Back in November 1979, Goldstein was an honorably discharged Vietnam vet studying mechanical engineering at Long Beach City College.

"He had trouble adjusting to life after the war," said McLane, adding that Goldstein "had a drinking problem, but he has overcome that."

Goldstein had never met the victim, John McGinest, 25, who was killed with four blasts from a shotgun on the night of Nov. 3, 1979.

Thirteen days later, police arrested Goldstein, who lived near the murder scene in a rented garage. Loran Campbell, the trial’s only eyewitness, told police he saw a man carrying a shotgun run by his home. He identified Goldstein at the trial, but later recanted his testimony during a 2002 appeal before the 9th U.S. Circuit Court of Appeals. Campbell died soon after recanting.

Other testimony came from a jailhouse informant, Edward Fink, a heroin addict who was later found to have lied about jailhouse confessions from Goldstein and suspects in nine other cases in order to obtain a reduced and a dropped sentence.

The prosecution was never able to produce the murder weapon that could link Goldstein to the crime.

Goldstein’s conviction was subsequently overturned in December 2003 by a panel of the 9th Circuit Court, which found that the District Attorney’s Office violated his constitutional rights during the 1980 trial. But a challenge by the District Attorney’s Office kept Goldstein in prison for another four months, until Los Angeles County Superior Court Judge James Pierce refused to retry the case based on Campbell’s false testimony.

Rather than being angry and bitter since his release, Goldstein has been scared and insecure.

Goldstein spent his first full day of freedom at a Law Library and the Central Library downtown, because it’s where he felt most comfortable. While in prison, Goldstein spent as much time as possible in the prison’s law library studying for appeals.

"His sole focus for 24 years was getting out of prison," McLane said.

Goldstein also kept up with his Jewish studies. According to Rabbi Menachem Katz of The Aleph Institute, a Chabad-affiliated group that works with Jewish prisoners, Goldstein requested a few books and received regular mailings from the organization when he was in Pleasant Valley State Prison.

When Pleasant Valley didn’t hold a Passover seder in 2001, Goldstein filed a complaint with Aleph’s Rabbi Sholom D. Lipskar.

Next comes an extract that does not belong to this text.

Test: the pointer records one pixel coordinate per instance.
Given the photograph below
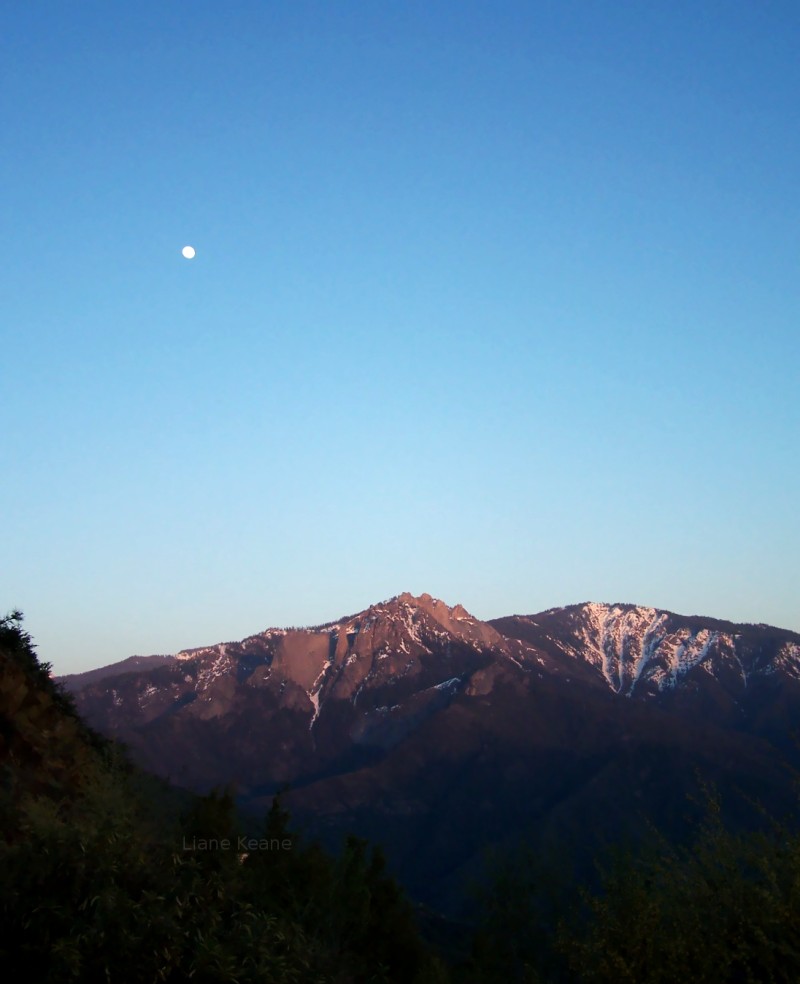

Al Bonea, Pleasant Valley’s correctional business manager, said that the institution has had trouble attracting a regular rabbi since the last one retired in 2001.

McLane confirmed that Goldstein’s faith is important to him.

"He attended a couple seders when he got out," he said.

Goldstein returned to Topeka, Kan., to visit his mother and other family members after Passover, but the claims and the possibility of a future multimillion-dollar lawsuit will likely keep him tied to Southern California, where he is currently staying in the home of a Jewish couple.

"Rage is not fueling his desire," McLane said. "He’s been wronged, and the only way to make it right is to pay him for the damage they’ve caused."